This paper explores the creation and control of pseudo-nuclear spin coherent states in NMR quadrupolar systems, analyzing their geometric phases and potential for quantum metrology applications.

Contribution

It introduces the concept of pseudo-NSCS in NMR quadrupolar systems and studies their quantum control and geometric phases, bridging nuclear spins with Bose-Einstein condensate analogies.

Findings

Experimental initialization and control of pseudo-NSCS achieved.

Calculated geometric phases for cyclic evolutions in the system.

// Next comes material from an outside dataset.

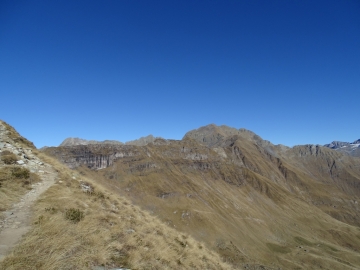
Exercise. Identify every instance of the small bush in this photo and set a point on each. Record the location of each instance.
(21, 173)
(9, 159)
(74, 215)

Established analogies with BEC systems for theoretical analysis.

Abstract

Working with nuclear magnetic resonance (NMR) in quadrupolar spin systems, in this paper we transfer the concept of atomic coherent state to the nuclear spin context, where it is referred to as pseudo-nuclear spin coherent state (pseudo-NSCS). Experimentally, we discuss the initialization of the pseudo-NSCSs and also their quantum control, implemented by polar and azimuthal rotations. Theoretically, we compute the geometric phases acquired by an initial pseudo-NSCS on undergoing three distinct cyclic evolutions: $ i) $ the free evolution of the NMR quadrupolar system and, by analogy with the evolution of the NMR quadrupolar system, that of $ii)$ single-mode and $ iii)$ two-mode Bose-Einstein Condensate like system. By means of these analogies, we derive, through spin angular momentum operators, results equivalent to those presented in the literature for orbital angular momentum operators. The pseudo-NSCS description is a starting point to introduce the spin squeezed state and quantum metrology into nuclear spin systems of liquid crystal or solid matter.